SimpleSpider

easier for you to use internet spider


License
MIT
Install
pip install SimpleSpider==0.1.0

Documentation

SimpleSpider Instruction

This is a module to help you use network spider easier.

How to install

pip install SimpleSpider

Using in command

There are 7 argument when you use in the command.

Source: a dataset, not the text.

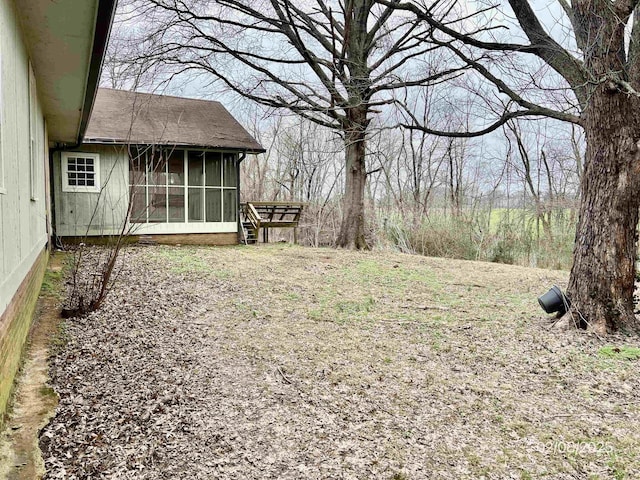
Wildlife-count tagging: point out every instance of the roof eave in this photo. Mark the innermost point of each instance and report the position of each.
(104, 21)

argument type default desctipyion
url str None Your url
single bool True If you want to use script to get the content from series of page,you can set it as False and se the index.
re str None Regular Expression setting use,dont forget to use "" ,eg: --re "ab*c"
xpath str None Xpath setting use, dont forget to use "",eg:--xpath "//*div[0]/text()"
index str default use "," to spite the index, eg --index 1,2,3,4,5,6,7
print bool True if you dont want to print out it in the console,set it as False
output str None if you want to export your result, use it to set the path,eg: --output "D:/data.xlsx."

How to use in your code

Example 1: get the data with Regular Expression from single Page.

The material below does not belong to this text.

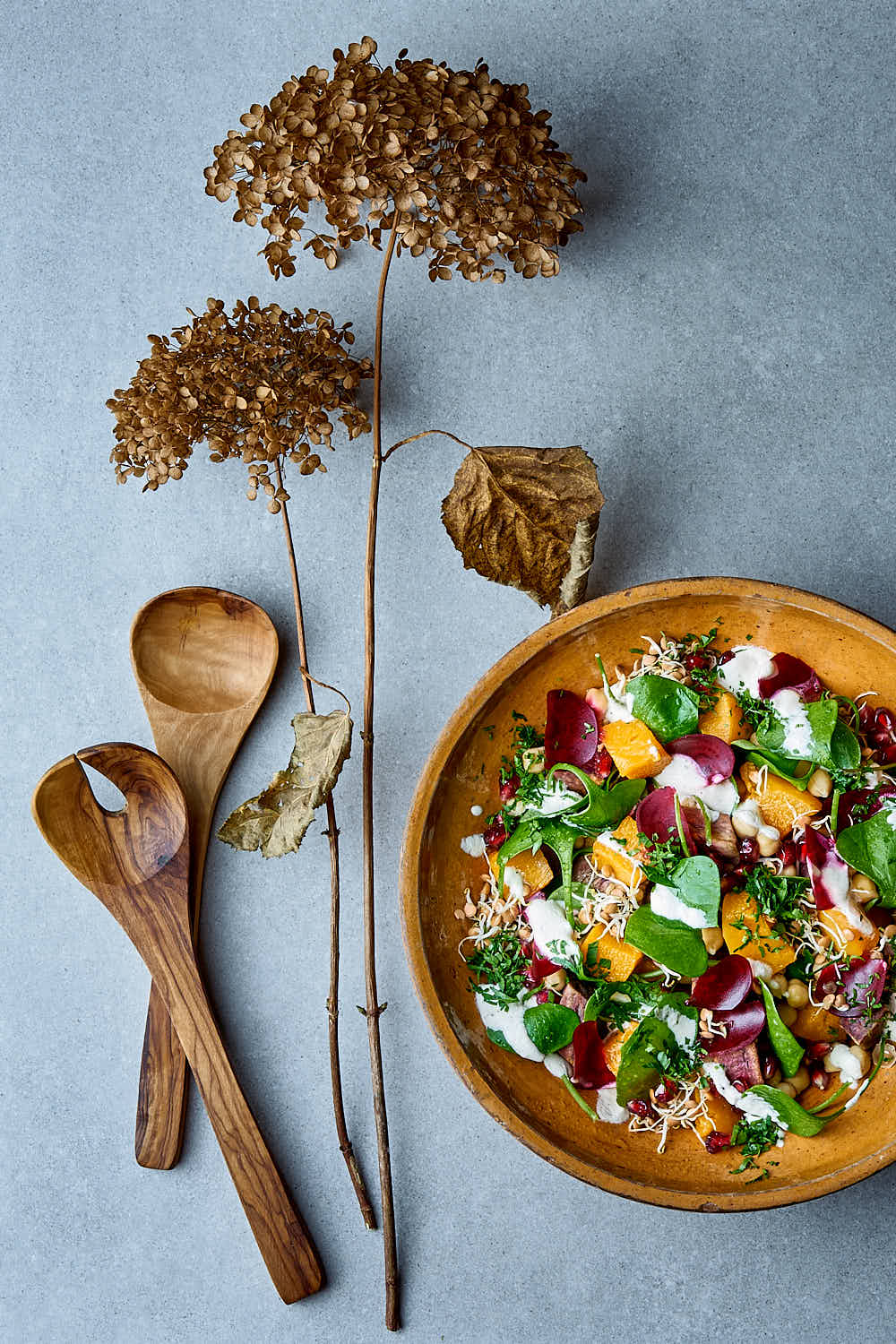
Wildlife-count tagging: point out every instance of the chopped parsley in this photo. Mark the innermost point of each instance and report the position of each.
(501, 965)
(777, 897)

python SimpleSpider.py --url https://www.163.com --re "<title>(.*.?)</title>"

output: ['网易']

Example 2: get the data with Xpath from single Page python SimpleSpider.py --url https://www.163.com --xpath "//title/text()"

output: ['网易']

Example 3: get the data with Xpath from mulitiple Page

python SimpleSpider.py --url https://ent.163.com/20/0323/ --re "<title>(.*.?)</title>" --single False --index 08/F8D2BVI700038FO9.html,10/F8D8B35800038FO9.html

output:

[['疫情期间还出游?网友在巴厘岛偶遇霍建华林心如_网易娱乐'], ['台湾女星刘真去世:上《康熙》走红 当郭台铭红娘_网易娱乐']]

If you want to use the function in this model,you just need to:

from SimpleSpider import SimpleSpider